Boundary iou api
Motivation
This PR proposes to add support for boundary iou as described and implemented here:
https://github.com/bowenc0221/boundary-iou-api/tree/master
Basic usage is as follows:
from faster_coco_eval import COCO
from faster_coco_eval import COCOeval_faster as COCOeval
from faster_coco_eval.core.boundary_utils import add_boundary_multi_core
cocoGt = COCO(annoation_file)
cocoDt = cocoGt.loadRes(results)
# add boundaries (still slow)
add_boundary_multi_core(cocoGt)
add_boundary_multi_core(cocoDt)
# run evaluation (fast now)
cocoEval = COCOeval(cocoGt, cocoDt, "boundary", print_function=print, extra_calc=True)
cocoEval.evaluate()
cocoEval.accumulate()
cocoEval.summarize()
print(cocoEval.stats_as_dict)
The speedup for the evaluation of "boundary" is comparable to the speedup of "segm". The method add_boundary_multi_core however is still very slow. It suffers from IPC overhead so I experimented with shared_memory but ultimately decided to keep it simple for now. In summary, the implementation is very close to the original boundary-iou-api, benefits from the existing speed-up in the evaluation and does not introduce any BC.
Dependency OpenCV
The method mask_to_boundary requires OpenCV. Since the original repository removed the dependency from its setup.py here, I did not add it as well, for now. This should be addressed though, either by adding opencv-python/opencv-python-headless to the dependency list or by informing the user that OpenCV is required to run boundary iou.
Checklist
- Flake8 was used
- Unit tests have been added
- The documentation should be updated with the example above (Wiki, which I can not edit, no?)
Hi, friend! If you continue to work on your PR, check out the new version of the library. I added LVIS support, some useful C++ features, data preprocessing acceleration, etc.
You can see the full list of changes in history.md
https://github.com/MiXaiLL76/faster_coco_eval/commit/3ea78b47102477763f76843b4e097a9dee91e419
I probably solved the problem with this PR. Look at the code. I implemented some functions in C++ and they are faster than usual. It is impossible to connect multithreading now, but I think I will figure it out in the future.

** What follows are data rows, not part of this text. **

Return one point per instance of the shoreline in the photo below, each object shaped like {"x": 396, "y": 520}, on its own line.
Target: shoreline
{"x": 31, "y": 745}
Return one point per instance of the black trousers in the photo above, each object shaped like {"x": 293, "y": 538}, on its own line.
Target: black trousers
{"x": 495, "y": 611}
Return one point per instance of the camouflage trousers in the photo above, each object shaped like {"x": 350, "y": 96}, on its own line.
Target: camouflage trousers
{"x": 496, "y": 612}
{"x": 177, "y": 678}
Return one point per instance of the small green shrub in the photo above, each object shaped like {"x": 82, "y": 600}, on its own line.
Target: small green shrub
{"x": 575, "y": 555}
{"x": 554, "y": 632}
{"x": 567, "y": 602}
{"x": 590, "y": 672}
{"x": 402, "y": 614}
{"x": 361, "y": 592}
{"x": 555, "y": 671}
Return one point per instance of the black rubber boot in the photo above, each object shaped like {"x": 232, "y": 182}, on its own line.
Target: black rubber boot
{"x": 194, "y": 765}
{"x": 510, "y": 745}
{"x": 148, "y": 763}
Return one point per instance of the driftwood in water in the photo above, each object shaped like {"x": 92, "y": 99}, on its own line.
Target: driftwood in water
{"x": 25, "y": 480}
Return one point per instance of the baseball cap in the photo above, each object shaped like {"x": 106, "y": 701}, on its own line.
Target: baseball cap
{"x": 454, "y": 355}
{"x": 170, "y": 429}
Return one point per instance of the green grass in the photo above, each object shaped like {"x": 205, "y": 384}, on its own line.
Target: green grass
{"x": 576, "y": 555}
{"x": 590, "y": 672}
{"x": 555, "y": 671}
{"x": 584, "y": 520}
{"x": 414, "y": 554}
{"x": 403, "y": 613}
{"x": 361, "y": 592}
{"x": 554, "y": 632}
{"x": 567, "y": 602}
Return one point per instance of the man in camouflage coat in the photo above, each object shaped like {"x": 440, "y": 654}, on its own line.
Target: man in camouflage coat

Hey @MiXaiLL76, I just tested #3ea78 with a pre-trained model on ms-coco and can confirm that it works. Please note however that I'm NOT an expert in C++ and therefore, in no position to review or comment on those code changes. What I can do is test from a user perspective.
Timings
On my machine I get the following timings for boundary-iou calling 'mask to boundary' for gt and dt, 'evaluate' and 'accumulate'. Note that in faster_coco_eval, the conversion happens during the evaluate call. As can be seen, mask_api is competitive. If you can figure out multiprocessing it should become super fast.
| method | total | conversion |
|---|---|---|
| original boundary_iou (cpu_num=1) | 233s | 208s |
| original boundary_iou (cpu_num=16) | 78s | 50s |
| faster_coco_eval ('mask_api') | 84s | 84s |
| faster_coco_eval ('opencv') | 284s | 284s |
Numerical difference
The opencv backend produces equivalent results to the original boundary_iou api. The mask_api however will results in a small difference. I suspect a small difference in the 'toBoundary' call.
| metric | abs diff betwen 'opencv' and 'mask_api' |
|---|---|
| AP | 0.000801060954045002 |
| AP50 | 0.0013774061439439933 |
| AP75 | 0.0014265724507938338 |
| APs | 9.674013682015037e-06 |
| APm | 0.0011956629580721634 |
| APl | 0.0010393406044141573 |
| AR1 | 0.0005525991919907436 |
| AR10 | 0.0007796195093274783 |
| AR100 | 0.000799188643608062 |
| ARs | 1.478404244537046e-05 |
| ARm | 0.001231027036155019 |
| ARl | 0.0011080064218199626 |
| AP55 | 0.0009091696333984323 |
| AP60 | 0.0008645775720608762 |
| AP65 | 0.0006132017268402068 |
| AP70 | 0.0011151904680729574 |
| AP80 | 0.0010361626330520901 |
| AP85 | 0.00048417112348642793 |
| AP90 | 0.0001841577888008275 |
| AP95 | 0.0 |
When I tinkered with the kornia and numpy versions, I used something like this to test the 'to_boundary' call against the opencv implementation:
def cross():
# generate a fake mask for testing
mask = torch.zeros((1,800,800), dtype=torch.uint8)
mask[:, 100:700, 350:400] = 255
mask[:, 350:400, 100:700] = 255
for i in range(5):
mask = torch.max(mask, TF.rotate(mask, 30))
return mask
As far as I can tell, verson 1.6.0 will make this PR obsolete so feel free to close as you please. Also let me know if you need aditional testing.
Can you share your test dataset? GT+DT? So that I can add it to the tests and possibly correct the differences in values
Yes sure. GT is ms-coco instances_val2017.json. And here is the results file I used for testing: https://drive.google.com/file/d/14JsfBm5Dd9COr-7--LXKd48OEtehNmP3
It already includes the computed boundaries so I do the following before testing:
with open(results_file, 'r') as f:
results = json.load(f)
for r in results:
r.pop('boundary')
Personally, I found it easier to compare the 'boundaries' returned by the different apis for a single test mask as shown above. If you achieve equivalence there, the metrics should follow.
Thank you, I will study the data and correct the scripts if possible
@JohannesTheo look at this!
https://github.com/MiXaiLL76/faster_coco_eval/commit/30a9891a30526154d9d61dfcd9369301e6f7962b
I made the calculations asynchronous, quite a complex code, but it works and quite quickly!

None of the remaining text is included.